Jason Taylor promised his ex-wife he’d pay her $8.67 million as an alimony payment. Katina Thomas-Taylor sued him in 2017 because she claimed he fell short on his promise by $3.4 million.
Taylor joined ESPN as a pro football analyst on June 6, 2012.
He and his good friend Zach Thomas became members of the Miami Dolphins Honor Roll four months later.
Taylor admitted he was still feeling the ill effects of the gridiron three years after he played his final down in the NFL.
“There’s things that nag a little bit,” Taylor told NPR.org in 2014. “You know, joints don’t bend as much as they used to.”
The Pro Football Hall of Fame inducted Jason Taylor in the summer of 2017.
Taylor joined the Miami Dolphins broadcast team three years later.
Taylor’s sons have followed in his footsteps on the gridiron. His older son Isaiah, a defensive back, committed to the Arizona Wildcats in January 2021.

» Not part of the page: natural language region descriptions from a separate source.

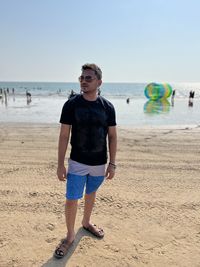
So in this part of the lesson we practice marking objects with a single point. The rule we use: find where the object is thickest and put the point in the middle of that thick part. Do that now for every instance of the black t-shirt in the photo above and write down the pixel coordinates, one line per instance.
(90, 121)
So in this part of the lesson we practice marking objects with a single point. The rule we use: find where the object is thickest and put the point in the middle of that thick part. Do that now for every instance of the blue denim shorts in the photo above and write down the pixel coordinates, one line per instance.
(77, 183)
(82, 177)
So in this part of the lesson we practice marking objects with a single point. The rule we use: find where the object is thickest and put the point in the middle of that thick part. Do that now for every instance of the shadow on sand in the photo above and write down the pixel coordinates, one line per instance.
(53, 262)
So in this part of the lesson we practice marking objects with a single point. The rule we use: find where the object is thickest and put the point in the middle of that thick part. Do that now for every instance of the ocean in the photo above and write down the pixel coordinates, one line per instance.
(47, 100)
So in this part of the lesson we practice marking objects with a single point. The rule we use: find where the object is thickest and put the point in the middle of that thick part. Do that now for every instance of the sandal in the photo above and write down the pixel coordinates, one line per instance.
(62, 249)
(94, 230)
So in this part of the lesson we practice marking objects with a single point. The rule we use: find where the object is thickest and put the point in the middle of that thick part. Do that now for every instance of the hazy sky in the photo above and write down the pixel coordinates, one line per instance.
(131, 40)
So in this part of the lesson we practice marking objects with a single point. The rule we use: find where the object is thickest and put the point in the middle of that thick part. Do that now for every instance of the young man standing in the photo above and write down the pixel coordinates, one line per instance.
(90, 119)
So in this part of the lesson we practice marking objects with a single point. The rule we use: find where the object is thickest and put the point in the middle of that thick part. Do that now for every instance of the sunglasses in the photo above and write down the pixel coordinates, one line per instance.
(88, 78)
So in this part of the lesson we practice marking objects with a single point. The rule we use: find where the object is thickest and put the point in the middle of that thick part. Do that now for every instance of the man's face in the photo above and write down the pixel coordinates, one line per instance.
(89, 82)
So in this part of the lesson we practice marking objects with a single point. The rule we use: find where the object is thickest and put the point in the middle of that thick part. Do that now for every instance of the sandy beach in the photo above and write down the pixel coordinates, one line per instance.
(149, 211)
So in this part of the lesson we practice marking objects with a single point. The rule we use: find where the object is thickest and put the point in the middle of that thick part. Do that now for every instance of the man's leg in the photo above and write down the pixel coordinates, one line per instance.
(89, 204)
(87, 225)
(70, 216)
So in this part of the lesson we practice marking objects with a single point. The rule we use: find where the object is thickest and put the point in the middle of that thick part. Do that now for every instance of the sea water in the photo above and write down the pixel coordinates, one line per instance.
(47, 100)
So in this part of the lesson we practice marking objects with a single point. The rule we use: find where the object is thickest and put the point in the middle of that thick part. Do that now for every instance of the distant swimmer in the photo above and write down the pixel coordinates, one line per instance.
(28, 97)
(191, 97)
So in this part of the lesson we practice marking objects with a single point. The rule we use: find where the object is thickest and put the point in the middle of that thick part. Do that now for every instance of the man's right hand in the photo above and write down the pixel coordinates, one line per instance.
(61, 173)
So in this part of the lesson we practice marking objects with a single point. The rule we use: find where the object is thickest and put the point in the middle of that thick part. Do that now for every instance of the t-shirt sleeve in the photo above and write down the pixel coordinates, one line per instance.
(67, 113)
(112, 116)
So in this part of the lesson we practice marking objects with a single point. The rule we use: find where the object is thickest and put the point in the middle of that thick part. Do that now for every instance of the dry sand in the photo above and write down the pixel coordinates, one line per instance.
(149, 211)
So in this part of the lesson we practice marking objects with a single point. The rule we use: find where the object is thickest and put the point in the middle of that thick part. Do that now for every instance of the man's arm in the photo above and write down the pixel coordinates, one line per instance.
(62, 148)
(112, 143)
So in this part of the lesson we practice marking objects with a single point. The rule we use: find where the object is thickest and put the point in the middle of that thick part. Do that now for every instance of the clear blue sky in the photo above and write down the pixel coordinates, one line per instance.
(131, 40)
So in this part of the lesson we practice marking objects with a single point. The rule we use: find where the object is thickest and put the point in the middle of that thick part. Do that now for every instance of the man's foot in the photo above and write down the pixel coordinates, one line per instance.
(62, 248)
(94, 230)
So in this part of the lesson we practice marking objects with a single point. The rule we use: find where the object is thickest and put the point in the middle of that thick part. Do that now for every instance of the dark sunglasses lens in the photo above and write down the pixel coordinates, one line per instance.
(86, 78)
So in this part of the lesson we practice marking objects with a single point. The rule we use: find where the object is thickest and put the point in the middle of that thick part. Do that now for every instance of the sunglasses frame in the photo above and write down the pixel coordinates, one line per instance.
(86, 78)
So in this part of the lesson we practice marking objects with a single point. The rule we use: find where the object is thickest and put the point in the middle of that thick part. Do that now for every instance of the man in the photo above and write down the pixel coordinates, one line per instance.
(91, 120)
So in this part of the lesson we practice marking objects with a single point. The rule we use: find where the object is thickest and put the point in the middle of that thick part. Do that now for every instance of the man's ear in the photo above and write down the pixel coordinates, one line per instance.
(99, 82)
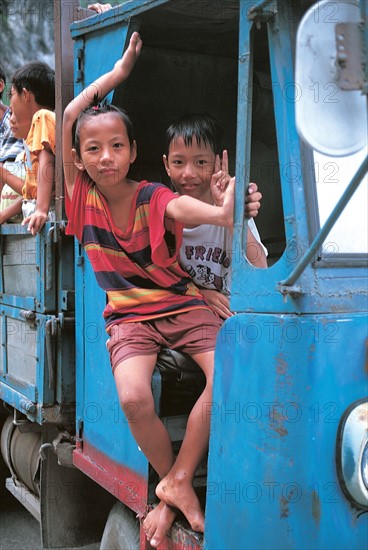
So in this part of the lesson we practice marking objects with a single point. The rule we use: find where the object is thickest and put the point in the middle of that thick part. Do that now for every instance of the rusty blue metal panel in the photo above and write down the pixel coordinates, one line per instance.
(322, 281)
(278, 400)
(27, 264)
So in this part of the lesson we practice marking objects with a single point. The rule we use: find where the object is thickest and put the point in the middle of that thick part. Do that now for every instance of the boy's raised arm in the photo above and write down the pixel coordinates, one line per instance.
(102, 86)
(191, 211)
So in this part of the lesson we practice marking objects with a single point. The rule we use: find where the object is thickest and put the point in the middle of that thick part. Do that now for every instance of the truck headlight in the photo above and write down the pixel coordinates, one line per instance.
(352, 453)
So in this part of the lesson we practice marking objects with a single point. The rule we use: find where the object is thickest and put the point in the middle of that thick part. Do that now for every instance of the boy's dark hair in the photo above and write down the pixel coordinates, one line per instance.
(38, 78)
(99, 109)
(204, 128)
(2, 77)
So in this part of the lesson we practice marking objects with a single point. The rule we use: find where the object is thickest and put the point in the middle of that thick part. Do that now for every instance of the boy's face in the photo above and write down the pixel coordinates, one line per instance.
(18, 130)
(22, 114)
(190, 168)
(105, 151)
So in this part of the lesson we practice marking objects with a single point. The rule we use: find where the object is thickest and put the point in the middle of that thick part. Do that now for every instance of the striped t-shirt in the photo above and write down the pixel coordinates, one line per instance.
(139, 268)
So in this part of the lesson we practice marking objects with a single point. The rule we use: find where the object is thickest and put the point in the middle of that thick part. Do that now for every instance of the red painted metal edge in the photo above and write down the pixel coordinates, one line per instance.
(126, 485)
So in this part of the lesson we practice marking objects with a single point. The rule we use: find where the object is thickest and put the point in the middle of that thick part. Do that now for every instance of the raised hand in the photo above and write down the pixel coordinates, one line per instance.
(220, 178)
(252, 201)
(99, 8)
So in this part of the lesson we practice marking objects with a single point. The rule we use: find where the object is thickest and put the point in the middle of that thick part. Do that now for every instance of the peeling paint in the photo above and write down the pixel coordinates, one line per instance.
(316, 507)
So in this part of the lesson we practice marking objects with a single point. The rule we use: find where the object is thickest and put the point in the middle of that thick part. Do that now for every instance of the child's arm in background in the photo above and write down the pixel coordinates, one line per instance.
(12, 210)
(102, 86)
(45, 185)
(11, 179)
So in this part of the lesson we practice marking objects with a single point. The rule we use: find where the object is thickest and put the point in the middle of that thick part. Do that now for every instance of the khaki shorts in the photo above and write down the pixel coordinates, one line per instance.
(191, 332)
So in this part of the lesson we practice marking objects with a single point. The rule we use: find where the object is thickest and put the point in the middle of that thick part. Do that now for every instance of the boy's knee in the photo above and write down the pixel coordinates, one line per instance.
(136, 403)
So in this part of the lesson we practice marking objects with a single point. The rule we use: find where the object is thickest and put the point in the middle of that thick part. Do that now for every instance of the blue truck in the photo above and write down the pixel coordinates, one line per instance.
(287, 465)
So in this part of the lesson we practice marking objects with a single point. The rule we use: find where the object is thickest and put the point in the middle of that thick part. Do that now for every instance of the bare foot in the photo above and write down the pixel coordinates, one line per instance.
(180, 494)
(157, 523)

His younger brother Mason, a tight end, committed to the LSU Tigers almost seven months later.
According to The Athletic’s Mario Navarro, Taylor joined Mario Cristobal’s Miami Hurricanes coaching staff on March 4, 2022.
Taylor’s addition fortifies a Hurricanes coaching lineup that also includes his fellow Hall of Famer Ed Reed, who currently serves as the team’s chief of staff.